Forty was a significant number in the Old Testament.  Noah and company in the Ark watched rain fall for 40 days and forty nights. Moses was up on Sinai receiving the 10 commandments for 40 days.   The Israelites wandered around the desert for 40 years.  So why all these forties?  

Well, they are a necessary and not-so-comfortable prelude for something new.  In Noah’s case, it’s the rebirth of a sinful world that had been cleansed by raging flood waters.  In Moses’ case, it was the birth of the people of the covenant.  For the nomadic Israelites, it was the start of a new, settled existence in the Promised Land. Remember it is forty weeks that a woman carries her developing baby before a new life can come forth from the womb.

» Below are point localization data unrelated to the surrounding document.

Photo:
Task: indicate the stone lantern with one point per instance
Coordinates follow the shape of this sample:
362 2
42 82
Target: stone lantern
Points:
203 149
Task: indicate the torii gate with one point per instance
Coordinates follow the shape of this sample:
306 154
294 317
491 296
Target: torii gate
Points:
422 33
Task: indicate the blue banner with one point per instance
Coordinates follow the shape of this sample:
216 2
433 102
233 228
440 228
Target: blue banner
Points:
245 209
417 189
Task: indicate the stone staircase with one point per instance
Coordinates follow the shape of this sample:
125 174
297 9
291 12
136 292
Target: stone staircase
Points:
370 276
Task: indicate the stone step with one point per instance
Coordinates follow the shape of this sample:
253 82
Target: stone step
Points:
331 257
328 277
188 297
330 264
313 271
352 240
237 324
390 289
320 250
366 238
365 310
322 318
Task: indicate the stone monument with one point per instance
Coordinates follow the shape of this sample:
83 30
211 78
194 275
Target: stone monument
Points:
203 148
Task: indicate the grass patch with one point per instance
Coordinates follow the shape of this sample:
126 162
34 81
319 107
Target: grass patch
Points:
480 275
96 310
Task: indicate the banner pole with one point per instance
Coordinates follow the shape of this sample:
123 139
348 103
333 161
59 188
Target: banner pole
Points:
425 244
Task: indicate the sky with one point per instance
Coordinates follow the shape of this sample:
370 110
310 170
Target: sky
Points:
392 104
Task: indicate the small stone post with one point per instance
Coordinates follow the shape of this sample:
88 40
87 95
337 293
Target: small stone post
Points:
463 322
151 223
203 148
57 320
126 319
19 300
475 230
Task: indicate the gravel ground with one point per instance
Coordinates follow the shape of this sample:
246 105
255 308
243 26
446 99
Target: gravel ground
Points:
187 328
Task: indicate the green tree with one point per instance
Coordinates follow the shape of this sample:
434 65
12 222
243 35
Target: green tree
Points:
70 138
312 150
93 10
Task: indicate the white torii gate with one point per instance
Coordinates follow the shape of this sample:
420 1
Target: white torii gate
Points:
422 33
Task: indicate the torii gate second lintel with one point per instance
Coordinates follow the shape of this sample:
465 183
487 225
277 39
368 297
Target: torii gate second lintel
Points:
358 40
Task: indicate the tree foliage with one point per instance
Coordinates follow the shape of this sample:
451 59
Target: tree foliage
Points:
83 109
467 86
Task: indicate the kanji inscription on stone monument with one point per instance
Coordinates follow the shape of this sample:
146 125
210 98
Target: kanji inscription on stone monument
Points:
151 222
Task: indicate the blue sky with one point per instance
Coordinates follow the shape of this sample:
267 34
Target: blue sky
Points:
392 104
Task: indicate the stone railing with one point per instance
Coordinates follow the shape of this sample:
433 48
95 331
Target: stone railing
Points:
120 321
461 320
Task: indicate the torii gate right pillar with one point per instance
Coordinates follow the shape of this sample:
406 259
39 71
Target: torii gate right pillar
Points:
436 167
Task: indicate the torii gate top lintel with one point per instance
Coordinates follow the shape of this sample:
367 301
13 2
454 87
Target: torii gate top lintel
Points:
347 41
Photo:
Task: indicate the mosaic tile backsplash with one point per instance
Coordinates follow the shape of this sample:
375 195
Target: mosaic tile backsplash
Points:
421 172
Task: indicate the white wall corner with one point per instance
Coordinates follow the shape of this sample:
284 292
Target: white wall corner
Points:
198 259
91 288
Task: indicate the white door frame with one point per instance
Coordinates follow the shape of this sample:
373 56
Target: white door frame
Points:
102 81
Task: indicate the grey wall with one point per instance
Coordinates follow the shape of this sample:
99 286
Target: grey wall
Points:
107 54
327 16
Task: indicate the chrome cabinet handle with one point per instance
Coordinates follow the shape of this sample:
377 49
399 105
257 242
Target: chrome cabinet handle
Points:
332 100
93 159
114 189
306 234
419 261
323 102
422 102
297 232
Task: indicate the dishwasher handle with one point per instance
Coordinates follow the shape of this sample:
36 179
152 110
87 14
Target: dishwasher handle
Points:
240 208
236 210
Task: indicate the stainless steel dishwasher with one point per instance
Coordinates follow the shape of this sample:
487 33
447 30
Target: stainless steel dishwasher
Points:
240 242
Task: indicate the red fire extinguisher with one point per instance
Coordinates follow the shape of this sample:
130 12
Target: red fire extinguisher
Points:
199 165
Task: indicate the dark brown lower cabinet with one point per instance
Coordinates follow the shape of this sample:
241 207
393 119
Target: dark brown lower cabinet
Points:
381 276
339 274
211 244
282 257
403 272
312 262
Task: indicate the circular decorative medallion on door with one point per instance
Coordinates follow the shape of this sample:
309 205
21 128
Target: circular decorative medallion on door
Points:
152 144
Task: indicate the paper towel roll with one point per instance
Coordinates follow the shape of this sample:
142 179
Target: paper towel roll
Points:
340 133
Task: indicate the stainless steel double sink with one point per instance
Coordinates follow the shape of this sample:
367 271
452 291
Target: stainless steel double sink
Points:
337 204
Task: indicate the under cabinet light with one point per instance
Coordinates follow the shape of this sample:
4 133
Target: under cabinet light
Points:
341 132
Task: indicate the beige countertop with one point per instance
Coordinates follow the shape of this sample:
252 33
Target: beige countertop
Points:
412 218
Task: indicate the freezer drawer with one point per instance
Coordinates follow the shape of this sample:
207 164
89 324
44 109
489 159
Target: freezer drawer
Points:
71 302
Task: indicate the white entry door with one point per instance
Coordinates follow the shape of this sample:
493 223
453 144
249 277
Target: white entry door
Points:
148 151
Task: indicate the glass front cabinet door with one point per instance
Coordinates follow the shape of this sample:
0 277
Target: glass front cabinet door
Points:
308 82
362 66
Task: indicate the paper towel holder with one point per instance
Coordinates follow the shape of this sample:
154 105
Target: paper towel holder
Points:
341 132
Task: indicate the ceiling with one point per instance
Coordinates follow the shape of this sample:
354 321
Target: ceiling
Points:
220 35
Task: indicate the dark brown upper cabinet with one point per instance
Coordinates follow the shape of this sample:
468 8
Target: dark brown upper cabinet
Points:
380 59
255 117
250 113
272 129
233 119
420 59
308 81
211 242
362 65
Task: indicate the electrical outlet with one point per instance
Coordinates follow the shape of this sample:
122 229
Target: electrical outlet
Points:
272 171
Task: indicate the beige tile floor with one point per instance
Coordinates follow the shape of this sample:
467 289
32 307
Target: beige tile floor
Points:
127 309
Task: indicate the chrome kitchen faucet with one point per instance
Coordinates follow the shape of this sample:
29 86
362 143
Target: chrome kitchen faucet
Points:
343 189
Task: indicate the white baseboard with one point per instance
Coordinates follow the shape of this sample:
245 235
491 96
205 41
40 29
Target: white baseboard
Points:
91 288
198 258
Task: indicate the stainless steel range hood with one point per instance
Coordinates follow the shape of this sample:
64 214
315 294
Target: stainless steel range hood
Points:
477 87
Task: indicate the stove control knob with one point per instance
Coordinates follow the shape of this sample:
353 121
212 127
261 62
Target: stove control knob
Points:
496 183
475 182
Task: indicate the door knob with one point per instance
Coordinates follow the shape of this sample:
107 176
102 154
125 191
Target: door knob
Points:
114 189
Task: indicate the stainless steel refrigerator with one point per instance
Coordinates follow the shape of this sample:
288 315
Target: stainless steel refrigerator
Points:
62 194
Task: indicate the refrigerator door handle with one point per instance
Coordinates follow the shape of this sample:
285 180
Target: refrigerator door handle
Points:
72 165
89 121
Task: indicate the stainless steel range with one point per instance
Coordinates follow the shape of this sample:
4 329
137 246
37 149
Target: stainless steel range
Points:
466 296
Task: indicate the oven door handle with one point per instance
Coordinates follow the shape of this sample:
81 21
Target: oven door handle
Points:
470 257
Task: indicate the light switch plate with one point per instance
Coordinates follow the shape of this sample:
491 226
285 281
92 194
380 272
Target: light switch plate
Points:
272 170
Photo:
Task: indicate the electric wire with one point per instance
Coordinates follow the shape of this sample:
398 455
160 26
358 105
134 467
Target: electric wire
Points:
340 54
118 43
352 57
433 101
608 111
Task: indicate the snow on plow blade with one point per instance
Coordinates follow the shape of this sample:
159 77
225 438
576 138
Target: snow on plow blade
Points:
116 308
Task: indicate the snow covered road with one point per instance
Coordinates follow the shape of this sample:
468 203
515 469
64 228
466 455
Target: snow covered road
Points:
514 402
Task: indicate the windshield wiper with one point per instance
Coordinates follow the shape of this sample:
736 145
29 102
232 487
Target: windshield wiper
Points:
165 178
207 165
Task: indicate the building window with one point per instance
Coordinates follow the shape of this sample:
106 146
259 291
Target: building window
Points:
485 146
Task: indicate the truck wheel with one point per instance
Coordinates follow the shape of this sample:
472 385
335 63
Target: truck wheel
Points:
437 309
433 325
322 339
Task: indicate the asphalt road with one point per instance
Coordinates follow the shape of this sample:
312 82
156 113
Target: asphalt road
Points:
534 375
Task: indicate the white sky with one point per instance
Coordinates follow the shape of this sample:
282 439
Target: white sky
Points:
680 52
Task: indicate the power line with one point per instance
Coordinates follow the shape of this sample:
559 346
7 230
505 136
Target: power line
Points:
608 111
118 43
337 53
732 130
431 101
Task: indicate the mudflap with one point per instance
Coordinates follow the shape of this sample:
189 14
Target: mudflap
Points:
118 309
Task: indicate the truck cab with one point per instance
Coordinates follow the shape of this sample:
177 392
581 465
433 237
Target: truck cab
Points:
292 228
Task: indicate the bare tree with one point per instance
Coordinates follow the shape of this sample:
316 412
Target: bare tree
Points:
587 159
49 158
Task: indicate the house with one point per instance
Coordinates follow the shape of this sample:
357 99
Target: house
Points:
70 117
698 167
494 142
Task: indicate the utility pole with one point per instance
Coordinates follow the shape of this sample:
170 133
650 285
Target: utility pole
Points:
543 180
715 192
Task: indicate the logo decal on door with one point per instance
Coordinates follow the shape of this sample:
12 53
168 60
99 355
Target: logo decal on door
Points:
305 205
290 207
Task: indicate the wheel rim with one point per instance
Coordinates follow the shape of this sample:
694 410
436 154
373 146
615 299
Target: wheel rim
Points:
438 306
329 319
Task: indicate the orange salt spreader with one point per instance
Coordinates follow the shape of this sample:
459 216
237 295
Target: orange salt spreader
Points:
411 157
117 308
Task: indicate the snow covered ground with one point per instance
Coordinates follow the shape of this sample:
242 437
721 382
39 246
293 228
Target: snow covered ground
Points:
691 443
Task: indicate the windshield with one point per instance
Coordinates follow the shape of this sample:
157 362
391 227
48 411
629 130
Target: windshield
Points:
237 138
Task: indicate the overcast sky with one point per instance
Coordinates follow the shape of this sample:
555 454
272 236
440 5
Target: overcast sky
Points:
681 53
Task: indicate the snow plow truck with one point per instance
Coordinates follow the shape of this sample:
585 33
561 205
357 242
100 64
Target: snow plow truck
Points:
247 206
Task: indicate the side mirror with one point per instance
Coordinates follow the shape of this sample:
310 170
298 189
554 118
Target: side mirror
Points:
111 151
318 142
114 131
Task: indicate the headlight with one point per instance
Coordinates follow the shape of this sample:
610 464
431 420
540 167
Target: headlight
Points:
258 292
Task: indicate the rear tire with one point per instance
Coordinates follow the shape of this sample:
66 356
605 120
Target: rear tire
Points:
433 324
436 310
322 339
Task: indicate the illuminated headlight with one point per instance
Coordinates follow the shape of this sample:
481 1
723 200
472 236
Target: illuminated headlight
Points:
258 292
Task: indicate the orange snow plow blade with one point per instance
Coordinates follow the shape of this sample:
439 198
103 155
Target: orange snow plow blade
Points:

 And Jesus?  What did his forty days mean?  The birth of a new Israel liberated from sin, reconciled to God, and governed by the law of the Spirit rather than a law chiselled in stone.

 But think back to the story of Moses and the Israelites.  There was someone who did not want them to go out into the desert to offer sacrifice to their God.  Pharaoh did not take the loss of his cheap labour lying down.  When Jesus begins his mission of liberation, there is another slave master who is no more willing than Pharaoh to let his minions go without a fight.

 The temptation of Jesus in the desert shows us the tactics of the devil. Bread, a symbol for all that sustains our physical life, is a great blessing.  But Satan tries to make material things the ultimate, distracting us from a deeper hunger and a more enduring food.  Political power and all leadership is intended by God for the sake of serving the common good; Satan twists things to make leaders self-seeking, oppressive tyrants like himself.  The lust for power and fame ironically leads not to dominion but to slavery. Then there’s religious temptation, the trickiest of them all-- manipulating God for our own glory, using his gifts to make people look at us rather than at Him.  

 Jesus’ response to the devil is a clear example we can follow.  His wrestling match with the devil is won so we can know how to keep from being pinned. Fasting breaks undue attachments to material blessings and stimulates our spiritual appetite. Humble service breaks the stranglehold of pride.  The reverent worship of authentic faith breaks the full nelson of superstition, magic, and all arrogant religion.  And the Word of God is shown as the sword of the Spirit, the secret weapon that slashes through the enemy’s lies. 

So what about our forty days?  It can be a time to use the tactics modelled by our captain and break the strongholds. Prayer, fasting, humble service.  If we make careful use of them during Lent, a time pregnant with possibilities, we can enter into greater freedom.  Darkness can give way to increasing light.   Something new and wonderful can be born in us.